My children yammered on and around me and my sweet husband, downstairs, must have been brewing coffee. I smelled its restorative aroma rise up to me and I thought about this family, that night, this blended existence between personhood and parenthood.
Not every conclusion ends in the emotion of accomplishment but this one was good. I lay there in bed, imagining corking that exact feeling to savor again at future moments of need. This feeling should come with a merit badge, I thought. And a nap.
So naturally I swung my legs off the edge of the bed and went downstairs to make oodles of breakfast.
Much love,
Agnes
Dear Agnes,
If it were possible to reach through my computer screen, I would give you a big high five and celebrate your successful night out! Daring to be brave and to step outside of your familiar is nothing short of heroic. Being outside of your comfort zone is often a wretched thing, but I am so proud of you for embracing it and for contributing to conversation at the risk of sounding foolish! (Though I find it hard to believe that anything you have to say would do anything less than contribute to the quality of conversation being had!).

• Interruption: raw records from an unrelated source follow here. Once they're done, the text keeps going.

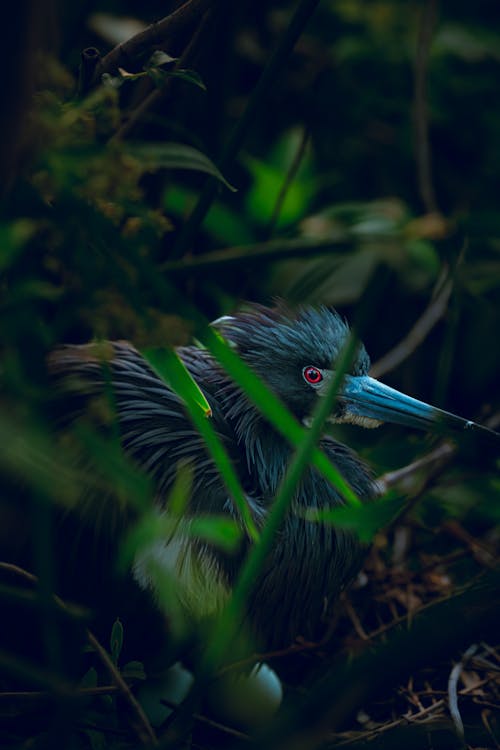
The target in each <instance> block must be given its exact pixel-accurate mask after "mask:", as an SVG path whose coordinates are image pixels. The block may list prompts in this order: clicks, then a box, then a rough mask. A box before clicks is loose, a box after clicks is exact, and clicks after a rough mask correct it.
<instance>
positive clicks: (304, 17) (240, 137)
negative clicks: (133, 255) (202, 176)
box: [171, 0, 319, 259]
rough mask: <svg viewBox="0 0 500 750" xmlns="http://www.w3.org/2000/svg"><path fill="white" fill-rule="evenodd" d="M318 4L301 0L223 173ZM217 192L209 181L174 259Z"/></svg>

You and I are in slightly different places right now, Agnes. You're a few years 'ahead' of me! You see, I just became a Mom a few months ago. This new title is so new to me, in fact, that my personal journal is scribbled with several entries that say something along the lines of, "When will I really feel like a Mother?" I find myself staring at Baby Girl, realizing that I am and will be to her what my own incredible mother is and has been to me. It's daunting. It's thrilling. It's terrifying. It's such a privilege! The moment I saw the "+" sign on the pregnancy test last March, I immediately and irrevocably adopted the title I have dreamt of for years: "Mother." In my eyes, I was 100% a Mom. However, now that she's here I've realized that it is also role that takes time to grow in to.

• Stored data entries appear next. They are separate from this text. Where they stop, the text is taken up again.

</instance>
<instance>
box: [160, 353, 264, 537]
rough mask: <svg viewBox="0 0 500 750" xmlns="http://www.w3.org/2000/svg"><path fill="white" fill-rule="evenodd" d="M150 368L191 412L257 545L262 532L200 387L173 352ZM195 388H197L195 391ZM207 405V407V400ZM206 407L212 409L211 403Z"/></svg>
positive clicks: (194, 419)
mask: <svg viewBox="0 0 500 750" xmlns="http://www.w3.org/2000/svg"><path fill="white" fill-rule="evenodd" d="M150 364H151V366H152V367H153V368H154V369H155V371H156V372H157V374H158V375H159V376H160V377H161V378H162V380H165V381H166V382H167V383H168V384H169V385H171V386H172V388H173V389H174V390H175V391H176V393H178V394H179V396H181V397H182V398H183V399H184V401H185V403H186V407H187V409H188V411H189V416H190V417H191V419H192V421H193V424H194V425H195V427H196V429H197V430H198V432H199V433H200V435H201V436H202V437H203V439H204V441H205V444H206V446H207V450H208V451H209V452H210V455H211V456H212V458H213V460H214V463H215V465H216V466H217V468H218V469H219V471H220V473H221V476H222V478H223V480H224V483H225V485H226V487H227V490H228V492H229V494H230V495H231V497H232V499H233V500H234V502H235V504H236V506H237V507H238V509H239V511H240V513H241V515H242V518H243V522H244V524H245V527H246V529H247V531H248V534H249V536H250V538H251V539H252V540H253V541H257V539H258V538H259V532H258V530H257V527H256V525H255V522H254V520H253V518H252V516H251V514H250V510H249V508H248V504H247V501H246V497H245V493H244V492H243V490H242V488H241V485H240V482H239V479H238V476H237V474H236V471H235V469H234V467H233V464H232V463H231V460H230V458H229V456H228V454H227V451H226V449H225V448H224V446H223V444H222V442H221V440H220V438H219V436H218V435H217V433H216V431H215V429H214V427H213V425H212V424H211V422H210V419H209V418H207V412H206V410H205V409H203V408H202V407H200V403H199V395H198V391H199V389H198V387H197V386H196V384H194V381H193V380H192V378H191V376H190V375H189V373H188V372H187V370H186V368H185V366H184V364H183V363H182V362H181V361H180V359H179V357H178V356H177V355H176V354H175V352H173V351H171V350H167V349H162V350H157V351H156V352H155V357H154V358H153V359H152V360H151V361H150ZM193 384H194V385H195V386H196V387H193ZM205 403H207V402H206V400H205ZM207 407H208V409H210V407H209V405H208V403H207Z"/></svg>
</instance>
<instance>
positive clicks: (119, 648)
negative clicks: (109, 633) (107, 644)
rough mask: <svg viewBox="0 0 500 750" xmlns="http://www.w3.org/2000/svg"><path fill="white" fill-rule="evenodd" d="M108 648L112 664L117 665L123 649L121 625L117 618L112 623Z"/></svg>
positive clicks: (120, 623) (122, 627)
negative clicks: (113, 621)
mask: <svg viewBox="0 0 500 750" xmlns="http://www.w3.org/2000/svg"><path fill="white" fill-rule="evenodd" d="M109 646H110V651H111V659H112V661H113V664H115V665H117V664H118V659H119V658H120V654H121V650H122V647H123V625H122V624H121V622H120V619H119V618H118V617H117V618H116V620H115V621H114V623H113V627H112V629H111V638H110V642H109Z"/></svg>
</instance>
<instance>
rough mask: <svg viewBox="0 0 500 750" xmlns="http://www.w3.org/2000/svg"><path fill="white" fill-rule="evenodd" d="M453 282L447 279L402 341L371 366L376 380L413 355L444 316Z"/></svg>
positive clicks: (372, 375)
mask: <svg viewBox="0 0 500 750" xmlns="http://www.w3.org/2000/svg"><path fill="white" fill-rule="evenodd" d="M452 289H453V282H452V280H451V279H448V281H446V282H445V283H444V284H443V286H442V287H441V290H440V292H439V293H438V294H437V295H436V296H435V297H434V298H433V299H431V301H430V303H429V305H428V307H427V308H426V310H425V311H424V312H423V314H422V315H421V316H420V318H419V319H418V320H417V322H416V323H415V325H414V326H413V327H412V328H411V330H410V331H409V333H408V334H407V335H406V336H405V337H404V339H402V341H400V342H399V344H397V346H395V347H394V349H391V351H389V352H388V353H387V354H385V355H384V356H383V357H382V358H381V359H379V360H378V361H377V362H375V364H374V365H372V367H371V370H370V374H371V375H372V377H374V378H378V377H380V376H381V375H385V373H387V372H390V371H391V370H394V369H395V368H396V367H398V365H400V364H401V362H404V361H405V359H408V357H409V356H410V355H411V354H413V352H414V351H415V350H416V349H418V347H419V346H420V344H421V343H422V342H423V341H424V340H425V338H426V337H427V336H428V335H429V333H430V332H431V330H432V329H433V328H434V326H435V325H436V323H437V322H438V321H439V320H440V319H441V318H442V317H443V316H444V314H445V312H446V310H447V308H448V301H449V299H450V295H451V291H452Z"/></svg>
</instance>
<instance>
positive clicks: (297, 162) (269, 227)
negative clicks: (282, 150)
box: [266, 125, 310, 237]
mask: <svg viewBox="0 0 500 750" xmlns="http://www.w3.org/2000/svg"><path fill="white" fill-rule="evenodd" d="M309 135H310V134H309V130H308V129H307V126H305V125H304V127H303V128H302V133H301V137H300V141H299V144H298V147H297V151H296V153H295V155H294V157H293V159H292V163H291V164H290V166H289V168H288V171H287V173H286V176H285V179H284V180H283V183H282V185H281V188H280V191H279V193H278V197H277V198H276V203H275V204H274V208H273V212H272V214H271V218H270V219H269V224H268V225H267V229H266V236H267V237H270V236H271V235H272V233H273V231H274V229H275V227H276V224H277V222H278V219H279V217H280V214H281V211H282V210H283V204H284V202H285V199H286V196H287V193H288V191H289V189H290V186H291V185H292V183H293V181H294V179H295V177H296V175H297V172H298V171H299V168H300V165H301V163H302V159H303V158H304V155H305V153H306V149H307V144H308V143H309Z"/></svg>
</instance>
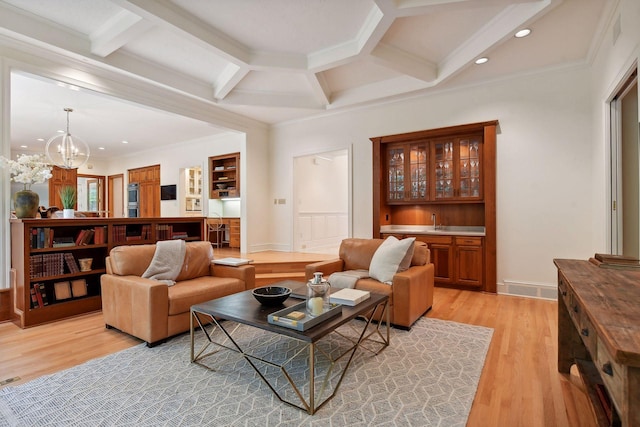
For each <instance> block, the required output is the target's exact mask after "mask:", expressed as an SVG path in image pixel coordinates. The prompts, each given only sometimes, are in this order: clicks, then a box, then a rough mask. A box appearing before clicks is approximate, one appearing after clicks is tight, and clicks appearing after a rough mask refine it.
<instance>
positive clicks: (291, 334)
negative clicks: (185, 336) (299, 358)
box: [191, 283, 389, 342]
mask: <svg viewBox="0 0 640 427" xmlns="http://www.w3.org/2000/svg"><path fill="white" fill-rule="evenodd" d="M299 284H300V285H301V286H304V284H302V283H299ZM275 285H279V284H274V286H275ZM292 291H294V289H293V288H292ZM298 291H299V290H298ZM388 299H389V297H388V296H387V295H381V294H375V293H373V292H372V293H371V297H370V298H369V299H367V300H365V301H363V302H361V303H360V304H358V305H356V306H354V307H349V306H342V313H341V314H339V315H336V316H334V317H331V318H329V319H327V320H325V321H323V322H321V323H320V324H318V325H316V326H314V327H312V328H310V329H308V330H306V331H297V330H295V329H290V328H285V327H284V326H279V325H272V324H271V323H269V322H268V320H267V316H268V315H269V314H271V313H275V312H276V311H278V310H282V309H283V308H285V307H290V306H292V305H296V304H299V303H301V302H302V301H304V300H302V299H298V298H292V297H289V298H287V300H286V301H285V302H284V304H283V305H279V306H275V307H268V306H263V305H262V304H260V303H259V302H258V301H257V300H256V299H255V298H254V296H253V295H252V293H251V290H248V291H244V292H238V293H236V294H232V295H228V296H225V297H222V298H217V299H214V300H211V301H207V302H204V303H201V304H196V305H194V306H192V307H191V310H192V311H196V312H199V313H204V314H208V315H210V316H214V317H216V318H221V319H226V320H233V321H236V322H238V323H243V324H246V325H250V326H254V327H256V328H260V329H264V330H265V331H270V332H274V333H277V334H281V335H286V336H289V337H292V338H296V339H299V340H301V341H306V342H316V341H318V340H320V339H321V338H322V337H324V336H326V335H327V334H329V333H331V332H333V331H334V330H335V329H336V328H338V327H339V326H341V325H343V324H345V323H347V322H349V321H350V320H352V319H354V318H355V317H357V316H358V315H361V314H366V313H368V312H369V311H371V310H372V309H373V308H374V307H375V306H376V305H378V304H380V303H383V302H385V301H386V300H388Z"/></svg>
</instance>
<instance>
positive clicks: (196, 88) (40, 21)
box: [0, 2, 215, 101]
mask: <svg viewBox="0 0 640 427" xmlns="http://www.w3.org/2000/svg"><path fill="white" fill-rule="evenodd" d="M0 35H5V36H6V37H7V38H9V39H13V40H19V41H22V42H25V43H26V44H28V45H33V46H35V47H37V48H42V49H47V50H49V51H51V52H53V53H55V54H58V55H62V56H66V57H69V58H73V59H75V60H78V61H82V62H85V63H87V64H90V65H92V66H95V67H100V68H102V69H106V70H110V71H117V72H118V73H120V74H124V75H128V76H129V77H134V78H136V79H140V80H146V81H148V82H153V83H155V84H158V85H161V86H163V87H166V88H171V89H172V90H174V91H179V92H183V93H186V94H189V95H191V96H195V97H198V98H201V99H203V100H208V101H215V99H214V97H213V90H212V88H211V85H210V84H207V83H205V82H200V81H197V80H194V79H193V78H192V77H190V76H185V75H184V74H181V73H179V72H176V71H175V70H170V69H167V68H165V67H163V66H161V65H159V64H156V63H153V62H150V61H145V60H142V59H140V58H138V57H136V56H133V55H129V54H126V53H124V52H122V51H115V52H113V53H112V54H111V55H109V56H108V57H106V58H103V57H100V56H97V55H94V54H93V53H91V45H90V41H89V39H88V38H86V37H84V36H83V35H81V34H79V33H76V32H72V31H66V30H63V29H61V28H60V27H59V26H57V25H52V24H50V23H48V22H47V21H43V20H42V19H38V18H34V15H32V14H31V13H29V12H25V11H23V10H20V9H17V8H14V7H13V6H10V5H7V4H6V3H2V2H0Z"/></svg>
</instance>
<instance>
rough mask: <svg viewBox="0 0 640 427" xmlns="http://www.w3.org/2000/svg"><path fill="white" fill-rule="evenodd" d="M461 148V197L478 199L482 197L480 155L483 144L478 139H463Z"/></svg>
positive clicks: (460, 182)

See, when I go out without Baby Girl (to class or the grocery store and such), for the most part I feel completely normal. It's still comfortable for me to be out and about without her. Now, don't get me wrong, I miss her when we're separated. Of course I do. Often times, I find myself looking at the people around me and thinking, "I'm a Mom! You can't see it on the outside, but 3 months ago my life and heart were radically changed. Right now you are seeing just one woman sitting in one bus seat but the truth is that my heart is not with me anymore. The cavity where it used to reside is empty and now it lives in this tiny little Lady that I call my daughter." It makes me look at the others around me and wonder about the mystery that comes with strangers. What secrets do they carry? What do the details of their lives look like? Anyway, I guess I'm sort of in this limbo stage where I feel fully me when I'm with her and fully me when I'm without her. Slowly, though, I can feel that the woman "without Baby Girl" is less and less who I am. It's good. It's new. It's a change that needs to happen and I'm embracing it as it comes.

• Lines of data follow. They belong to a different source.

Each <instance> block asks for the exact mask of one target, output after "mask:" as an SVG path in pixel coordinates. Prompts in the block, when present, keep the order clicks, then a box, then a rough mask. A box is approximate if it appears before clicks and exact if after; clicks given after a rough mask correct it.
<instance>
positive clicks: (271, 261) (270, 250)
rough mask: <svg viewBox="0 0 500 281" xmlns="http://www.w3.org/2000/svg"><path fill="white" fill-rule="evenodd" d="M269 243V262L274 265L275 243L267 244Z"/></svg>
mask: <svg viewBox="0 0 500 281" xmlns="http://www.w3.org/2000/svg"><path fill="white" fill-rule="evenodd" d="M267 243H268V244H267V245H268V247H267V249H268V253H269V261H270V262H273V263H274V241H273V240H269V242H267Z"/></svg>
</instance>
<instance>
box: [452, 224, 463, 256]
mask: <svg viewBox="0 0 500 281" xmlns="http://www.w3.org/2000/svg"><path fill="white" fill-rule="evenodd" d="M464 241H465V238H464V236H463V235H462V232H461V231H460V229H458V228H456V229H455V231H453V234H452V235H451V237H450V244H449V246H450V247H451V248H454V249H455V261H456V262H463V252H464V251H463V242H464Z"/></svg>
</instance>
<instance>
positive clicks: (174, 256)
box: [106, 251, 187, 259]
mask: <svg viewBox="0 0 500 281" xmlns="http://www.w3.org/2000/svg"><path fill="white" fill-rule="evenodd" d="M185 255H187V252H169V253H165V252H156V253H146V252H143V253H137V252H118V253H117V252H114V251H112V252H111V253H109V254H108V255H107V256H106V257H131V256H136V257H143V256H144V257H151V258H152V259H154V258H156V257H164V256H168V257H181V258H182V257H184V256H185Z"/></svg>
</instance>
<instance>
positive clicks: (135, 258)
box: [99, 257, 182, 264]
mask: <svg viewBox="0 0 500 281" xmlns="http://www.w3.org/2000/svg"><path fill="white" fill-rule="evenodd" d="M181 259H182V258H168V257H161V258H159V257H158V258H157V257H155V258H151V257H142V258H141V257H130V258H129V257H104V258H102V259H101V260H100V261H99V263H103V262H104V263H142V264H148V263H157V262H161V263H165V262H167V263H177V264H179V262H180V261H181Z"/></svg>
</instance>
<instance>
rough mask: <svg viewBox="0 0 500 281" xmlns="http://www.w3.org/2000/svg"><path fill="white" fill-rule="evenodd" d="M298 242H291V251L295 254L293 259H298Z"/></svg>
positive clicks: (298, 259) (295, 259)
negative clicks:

I dream of the day when our family looks more like yours. When Baby Girl is the oldest of three, and they come rushing in to greet me in the morning and children I haven't met yet make my heart explode by saying things like "HUG GREEN." Until then, I'll continue to embrace each day as it comes.
It's always lovely to hear from you, Agnes. I hope that since your night out on the town, you've been able to find a healthy balance between personhood and parenthood. I hope that you're being brave with your days - even the 'ordinary' ones - and that you're feeling that same feeling of contentment with the start of each morning!